In this section (Deonier Ch. 2 example 3) the Markov chain is introduced using the example of dinucleotide frequencies. (Here is Markov himself). In scanning a genome we might ask, given that the nucleotide at a certain position is 'A', what is the probability that the next nucleotide in the sequence is 'G'? We make the important (and obviously unrealistic) assumption that the next base depends only on the identity of the current one.

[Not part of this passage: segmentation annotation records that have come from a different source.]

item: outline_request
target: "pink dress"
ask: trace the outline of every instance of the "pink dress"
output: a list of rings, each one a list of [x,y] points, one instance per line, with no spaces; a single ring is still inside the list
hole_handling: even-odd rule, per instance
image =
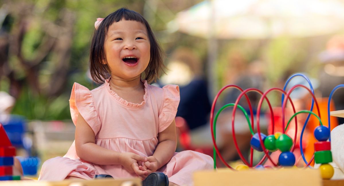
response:
[[[146,80],[144,101],[140,104],[127,102],[111,90],[109,79],[92,91],[75,83],[69,102],[73,122],[80,114],[92,128],[97,144],[121,152],[143,156],[152,155],[158,145],[158,135],[167,128],[175,117],[179,104],[179,88],[168,85],[162,89]],[[109,174],[114,178],[137,177],[119,165],[100,165],[81,160],[76,155],[75,141],[63,157],[47,160],[42,165],[39,180],[63,180],[72,176],[85,179],[95,174]],[[212,158],[198,152],[175,153],[158,171],[179,185],[192,185],[195,171],[213,168]]]

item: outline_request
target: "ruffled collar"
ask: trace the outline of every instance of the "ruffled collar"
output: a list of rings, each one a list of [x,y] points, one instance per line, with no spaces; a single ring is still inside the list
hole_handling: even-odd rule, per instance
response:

The Markov chain model we'll construct can be used to simulate DNA sequences having the properties built into the model. Now, imagine a genome not as a string of nucleotides, but consisting of individual positions that change through time. Each nucleotide in the sequence (or each amino acid residue in a polypeptide) can be though of as generated by a Markov chain through time. As far as I know, Margaret Dayhoff invented this idea. It is pervasive in phylogenetic analysis of sequences.

We have information in the form of a table of genomic dinucleotide frequencies. From this we can calculate the mononucleotide frequencies: freq('A') = sum(freq('AN')). The transition frequency is the probability of finding a particular base at position i+1, knowing the base at position i.

P(Xi is 'A' and Xi+1 is 'G') = 
P(Xi is 'A') * P(Xi+1 is 'G' | Xi is 'A')


where the | means "given" (see Bayes rule). (And here is Bayes himself). The latter term is the transition probability. To calculate it, then, we divide the dinucleotide frequency by frequency of the first base.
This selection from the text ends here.